1-Nitropyrene disrupts testicular steroidogenesis via oxidative stress-evoked PERK-eIF2α pathway

  • Ecotoxicol Environ Saf. 2023 May 17;259:115027. doi: 10.1016/j.ecoenv.2023.115027.
Xiu-Liang Li 1 Yu-Lin Liu 1 Jia-Yu Liu 1 Yan-Yan Zhu 1 Xin-Xin Zhu 1 Wei-Wei Zhang 1 Jian Li 1 Ye Zhao 2 Ling-Li Zhao 1 Cheng Zhang 1 Hua Wang 1 De-Xiang Xu 3 Lan Gao 4
Affiliations

Affiliations

  • 1 Key Laboratory of Environmental Toxicology of Anhui Higher Education Institutes & Department of Toxicology, School of Public Health, Anhui Medical University, Hefei, 230032, China.
  • 2 Department of Nuclear Medicine, Anhui Medical University, Hefei 230032, China.
  • 3 Key Laboratory of Environmental Toxicology of Anhui Higher Education Institutes & Department of Toxicology, School of Public Health, Anhui Medical University, Hefei, 230032, China. Electronic address: xudex@126.com.
  • 4 Key Laboratory of Environmental Toxicology of Anhui Higher Education Institutes & Department of Toxicology, School of Public Health, Anhui Medical University, Hefei, 230032, China. Electronic address: gaolan@ahmu.edu.cn.
Abstract

Our previous study showed 1-Nitropyrene (1-NP) exposure disrupted testicular testosterone synthesis in mouse, but the exact mechanism needs further investigation.

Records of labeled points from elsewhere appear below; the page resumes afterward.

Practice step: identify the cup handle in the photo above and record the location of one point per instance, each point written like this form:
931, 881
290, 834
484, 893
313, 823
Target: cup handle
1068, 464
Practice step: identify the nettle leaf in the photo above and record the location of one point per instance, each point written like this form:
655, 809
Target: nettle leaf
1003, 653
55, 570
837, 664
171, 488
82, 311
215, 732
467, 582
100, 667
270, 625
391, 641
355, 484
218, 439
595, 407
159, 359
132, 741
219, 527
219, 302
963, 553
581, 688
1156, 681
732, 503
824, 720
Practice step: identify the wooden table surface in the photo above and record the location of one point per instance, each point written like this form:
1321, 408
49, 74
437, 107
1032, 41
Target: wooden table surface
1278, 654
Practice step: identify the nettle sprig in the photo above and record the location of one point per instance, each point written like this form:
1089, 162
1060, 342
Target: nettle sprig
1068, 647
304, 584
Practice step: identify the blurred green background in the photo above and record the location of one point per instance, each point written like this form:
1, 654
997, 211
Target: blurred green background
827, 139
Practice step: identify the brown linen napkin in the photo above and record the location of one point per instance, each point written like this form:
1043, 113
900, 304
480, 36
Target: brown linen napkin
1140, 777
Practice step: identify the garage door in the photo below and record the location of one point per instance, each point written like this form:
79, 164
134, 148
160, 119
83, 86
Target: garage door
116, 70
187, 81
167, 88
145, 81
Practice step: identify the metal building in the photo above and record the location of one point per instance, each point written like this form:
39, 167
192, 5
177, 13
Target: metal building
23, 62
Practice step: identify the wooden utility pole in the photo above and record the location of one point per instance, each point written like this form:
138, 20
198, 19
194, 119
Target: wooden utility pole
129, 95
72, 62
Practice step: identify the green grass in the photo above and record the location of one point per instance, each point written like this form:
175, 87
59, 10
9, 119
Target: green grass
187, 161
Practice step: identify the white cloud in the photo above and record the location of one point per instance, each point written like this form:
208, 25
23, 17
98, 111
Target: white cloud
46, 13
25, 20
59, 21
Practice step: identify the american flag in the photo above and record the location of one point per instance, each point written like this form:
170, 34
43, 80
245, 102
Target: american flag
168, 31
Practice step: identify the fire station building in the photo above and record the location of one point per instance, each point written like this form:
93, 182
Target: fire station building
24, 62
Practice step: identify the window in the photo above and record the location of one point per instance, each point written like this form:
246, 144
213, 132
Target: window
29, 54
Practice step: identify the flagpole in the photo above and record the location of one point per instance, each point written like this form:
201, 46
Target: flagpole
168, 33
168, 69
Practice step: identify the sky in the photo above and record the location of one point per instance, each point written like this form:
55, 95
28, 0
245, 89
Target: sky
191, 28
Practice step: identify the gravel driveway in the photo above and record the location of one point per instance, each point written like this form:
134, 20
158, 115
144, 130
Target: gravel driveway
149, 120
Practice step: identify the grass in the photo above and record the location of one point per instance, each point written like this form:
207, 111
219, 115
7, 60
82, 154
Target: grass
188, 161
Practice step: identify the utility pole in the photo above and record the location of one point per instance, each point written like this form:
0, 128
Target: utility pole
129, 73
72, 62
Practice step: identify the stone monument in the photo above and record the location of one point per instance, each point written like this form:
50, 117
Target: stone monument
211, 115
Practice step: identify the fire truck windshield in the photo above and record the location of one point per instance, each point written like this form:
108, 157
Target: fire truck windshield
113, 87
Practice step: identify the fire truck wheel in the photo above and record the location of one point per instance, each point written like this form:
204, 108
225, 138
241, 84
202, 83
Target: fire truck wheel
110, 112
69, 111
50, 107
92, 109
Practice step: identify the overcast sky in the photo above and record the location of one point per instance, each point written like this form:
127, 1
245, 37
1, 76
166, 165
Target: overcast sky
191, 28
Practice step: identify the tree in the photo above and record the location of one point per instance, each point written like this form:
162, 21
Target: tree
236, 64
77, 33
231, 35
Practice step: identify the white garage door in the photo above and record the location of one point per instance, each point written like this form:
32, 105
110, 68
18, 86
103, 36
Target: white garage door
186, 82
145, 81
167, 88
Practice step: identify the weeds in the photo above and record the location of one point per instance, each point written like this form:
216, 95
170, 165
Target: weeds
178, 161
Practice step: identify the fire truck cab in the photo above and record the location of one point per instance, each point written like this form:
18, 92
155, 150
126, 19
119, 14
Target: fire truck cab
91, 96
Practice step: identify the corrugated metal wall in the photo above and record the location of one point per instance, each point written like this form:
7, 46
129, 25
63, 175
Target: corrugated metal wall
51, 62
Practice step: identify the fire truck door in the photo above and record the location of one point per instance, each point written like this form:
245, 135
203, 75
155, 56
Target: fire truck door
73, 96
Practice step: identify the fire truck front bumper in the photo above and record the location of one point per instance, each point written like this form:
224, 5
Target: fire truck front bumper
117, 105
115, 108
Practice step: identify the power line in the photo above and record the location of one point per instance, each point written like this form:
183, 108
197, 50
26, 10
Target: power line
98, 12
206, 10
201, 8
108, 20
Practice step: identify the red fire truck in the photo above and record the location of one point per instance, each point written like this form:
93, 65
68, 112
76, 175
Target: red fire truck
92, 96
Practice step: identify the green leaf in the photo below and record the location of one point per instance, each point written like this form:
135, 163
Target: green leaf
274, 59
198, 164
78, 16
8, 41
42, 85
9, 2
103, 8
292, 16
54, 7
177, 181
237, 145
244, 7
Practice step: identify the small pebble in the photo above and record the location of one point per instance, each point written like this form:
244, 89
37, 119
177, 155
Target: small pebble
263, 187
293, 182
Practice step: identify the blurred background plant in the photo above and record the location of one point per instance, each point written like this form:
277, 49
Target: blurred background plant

The present research found 4-phenylbutyric acid (4-PBA), an endoplasmic reticulum (ER) stress inhibitor, recovered 1-NP-induced ER stress and testosterone synthases reduction in TM3 cells. GSK2606414, a protein kinase-like ER kinase (PERK) kinase inhibitor, attenuated 1-NP-induced PERK-eukaryotic translation initiation factor 2α (eIF2α) signaling activation and downregulation of steroidogenic proteins in TM3 cells. Both 4-PBA and GSK2606414 attenuated 1-NP-induced steroidogenesis disruption in TM3 cells. Further studies used N-Acetyl-L-cysteine (NAC) as a classical antioxidant to explore whether oxidative stress-activated ER stress mediated 1-NP-induced testosterone synthases reduction and steroidogenesis disruption in TM3 cells and mouse testes. The results showed NAC pretreatment mitigated oxidative stress, and subsequently attenuated ER stress, particularly PERK-eIF2α signaling activation, and downregulation of testosterone synthases in 1-NP-treated TM3 cells. More importantly, NAC extenuated 1-NP-induced testosterone synthesis in vitro and in vivo. The current work indicated that oxidative stress-caused ER stress, particularly PERK-eIF2α pathway activation, mediates 1-NP-downregulated steroidogenic proteins and steroidogenesis disruption in TM3 cells and mouse testes. Significantly, the current study provides a theoretical basis and demonstrates the experimental evidence for the potential application of antioxidant, such as NAC, in public health prevention, particularly in 1-NP-induced endocrine disorder.

Keywords

1-NP; Antioxidant; ER stress; PERK-eIF2α; Testosterone.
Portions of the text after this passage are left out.